Now, we plug this limit ratio between the coefficients of \(f(x)\) back into the limit for the expanded series: \(\lim_{k\to\infty} \left| \frac{c_{k+1}}{c_{k}} \right| \cdot \left| x \right| = \frac{1}{\rho} \left| x \right|\).

Determine the convergence of the new series

To guarantee the convergence of the new series for all \(x\in I\), the limit calculated previously must be less than 1. Therefore, we have the following inequality: \(\frac{1}{\rho} \left| x \right| < 1\). Since both \(x\) and \(\frac{1}{\rho}\) are positive, the inequality holds for any \(x \in I\). This means that the series for \(x^m f(x)\) converges in the same interval \(I\) on which the original series \(f(x)\) converges.

Key concepts

Ratio Test

The Ratio Test is a powerful tool used to determine the convergence of an infinite series. It involves examining the limit of the absolute value of the ratio of consecutive terms in a series. Specifically, if we consider a series \(\sum_{k=0}^{\infty} a_{k}\), the Ratio Test focuses on the following limit:

• \( \lim_{{k \to \infty}} \left| \frac{a_{k+1}}{a_{k}} \right| \).

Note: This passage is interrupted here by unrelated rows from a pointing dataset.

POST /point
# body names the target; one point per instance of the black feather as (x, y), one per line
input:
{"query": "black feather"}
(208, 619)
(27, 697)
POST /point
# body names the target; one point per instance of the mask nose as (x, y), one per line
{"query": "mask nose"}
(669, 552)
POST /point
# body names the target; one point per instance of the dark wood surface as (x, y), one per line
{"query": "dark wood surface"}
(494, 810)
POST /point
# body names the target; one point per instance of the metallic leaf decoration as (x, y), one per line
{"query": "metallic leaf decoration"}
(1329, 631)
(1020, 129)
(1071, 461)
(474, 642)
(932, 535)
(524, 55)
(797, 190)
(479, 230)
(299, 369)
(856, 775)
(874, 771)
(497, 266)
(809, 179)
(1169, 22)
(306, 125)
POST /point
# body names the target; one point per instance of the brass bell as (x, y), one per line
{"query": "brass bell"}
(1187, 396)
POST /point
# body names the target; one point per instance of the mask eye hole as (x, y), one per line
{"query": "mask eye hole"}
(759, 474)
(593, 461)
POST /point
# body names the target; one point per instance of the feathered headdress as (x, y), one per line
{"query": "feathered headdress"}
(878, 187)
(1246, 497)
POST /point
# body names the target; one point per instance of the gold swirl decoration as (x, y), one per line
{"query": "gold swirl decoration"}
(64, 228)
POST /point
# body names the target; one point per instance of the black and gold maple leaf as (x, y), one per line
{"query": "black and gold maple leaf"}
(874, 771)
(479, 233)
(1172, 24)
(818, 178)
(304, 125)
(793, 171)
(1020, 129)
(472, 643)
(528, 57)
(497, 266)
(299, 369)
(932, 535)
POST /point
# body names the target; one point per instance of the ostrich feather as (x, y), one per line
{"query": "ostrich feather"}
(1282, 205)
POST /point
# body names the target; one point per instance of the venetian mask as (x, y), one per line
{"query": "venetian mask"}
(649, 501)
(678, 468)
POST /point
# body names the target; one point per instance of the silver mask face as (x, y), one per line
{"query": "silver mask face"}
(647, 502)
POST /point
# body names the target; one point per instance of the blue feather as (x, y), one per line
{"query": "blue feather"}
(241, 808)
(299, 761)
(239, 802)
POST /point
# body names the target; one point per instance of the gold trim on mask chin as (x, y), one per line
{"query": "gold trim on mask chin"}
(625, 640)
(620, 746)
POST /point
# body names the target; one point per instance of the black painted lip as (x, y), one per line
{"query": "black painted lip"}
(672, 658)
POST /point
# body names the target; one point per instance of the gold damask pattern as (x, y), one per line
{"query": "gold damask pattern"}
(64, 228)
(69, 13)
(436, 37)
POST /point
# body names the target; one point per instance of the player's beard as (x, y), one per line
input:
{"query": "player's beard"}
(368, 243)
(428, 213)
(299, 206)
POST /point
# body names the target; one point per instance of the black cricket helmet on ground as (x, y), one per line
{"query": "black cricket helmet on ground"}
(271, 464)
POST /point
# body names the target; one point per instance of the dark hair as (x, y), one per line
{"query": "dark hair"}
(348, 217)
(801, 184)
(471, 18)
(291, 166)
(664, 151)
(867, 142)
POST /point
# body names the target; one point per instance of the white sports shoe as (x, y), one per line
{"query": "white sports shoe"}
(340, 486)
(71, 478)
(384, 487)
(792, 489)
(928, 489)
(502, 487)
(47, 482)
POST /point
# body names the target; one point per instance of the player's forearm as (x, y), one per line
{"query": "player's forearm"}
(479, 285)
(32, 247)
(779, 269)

If this limit \( L < 1 \), then the series converges absolutely. Absolute convergence means the series converges even when all terms are replaced with their absolute values. If \( L > 1 \) or the limit is infinite, the series diverges. If \( L = 1 \), the test is inconclusive, and one must use other methods to determine convergence.
This test is very helpful when dealing with power series because it can confirm the series' behavior within its interval of convergence.

Interval of Convergence

The interval of convergence is a critical concept related to power series. A power series around center \( a \) is typically represented as \( \sum_{k=0}^{\infty} c_{k} (x-a)^k \). The interval of convergence is the set of all values of \( x \) for which the series converges.

• For series convergence, testing points in its derived interval helps confirm where the series is valid.
• The interval can be finite or infinite, depending on the nature of the series.
• The endpoints of the interval should be tested separately since the radius of convergence provided by ratio test doesn’t always suffice to determine behavior at the extremes.

Finding the interval involves using tests like the Ratio Test to ensure the convergence of the power series within a radius defined from center \( a \). This radius, called the radius of convergence, is crucial because it tells how far the variable \( x \) can be taken from \( a \) while keeping the series convergent.

Absolute Convergence

Absolute convergence of a series \( \sum_{k=0}^{\infty} a_{k} \) means that the series \( \sum_{k=0}^{\infty} |a_{k}| \) also converges. It is a stronger form of convergence than ordinary convergence because if the series converges absolutely, it also converges normally.

• To examine absolute convergence, it involves checking if the series remains convergent when all terms are replaced by their absolute values.
• If a series converges absolutely, then rearranging the terms of the series does not affect its sum.

Absolute convergence implies robustness in the series behavior, which is why it’s frequently verified in instances where the position of terms might vary, such as when the series is multiplied by different factors or manipulated.

Multiplication of Series

Multiplying power series involves essentially multiplying each term of one series with every term of another. This operation results in a new power series, whose convergence depends on the convergence properties of the original series themselves.

• A well-behaved power series multiplied by a polynomial (like \( x^m \)) simply shifts its terms but doesn't change its convergence unless it's multiplied by a problematic series.
• Multiplication can modify the convergence pattern if the multiplier affects term ratios significantly, which is usually not the case with polynomials.
• Conceptually, each coefficient in the resulting series comes from the summation of products of coefficients from the multiplied series.

Thus, when multiplying power series, especially by simple expressions like \( x^m \), the main concern is whether convergence within the original interval holds. For controlled multiplications like this, convergence generally persists.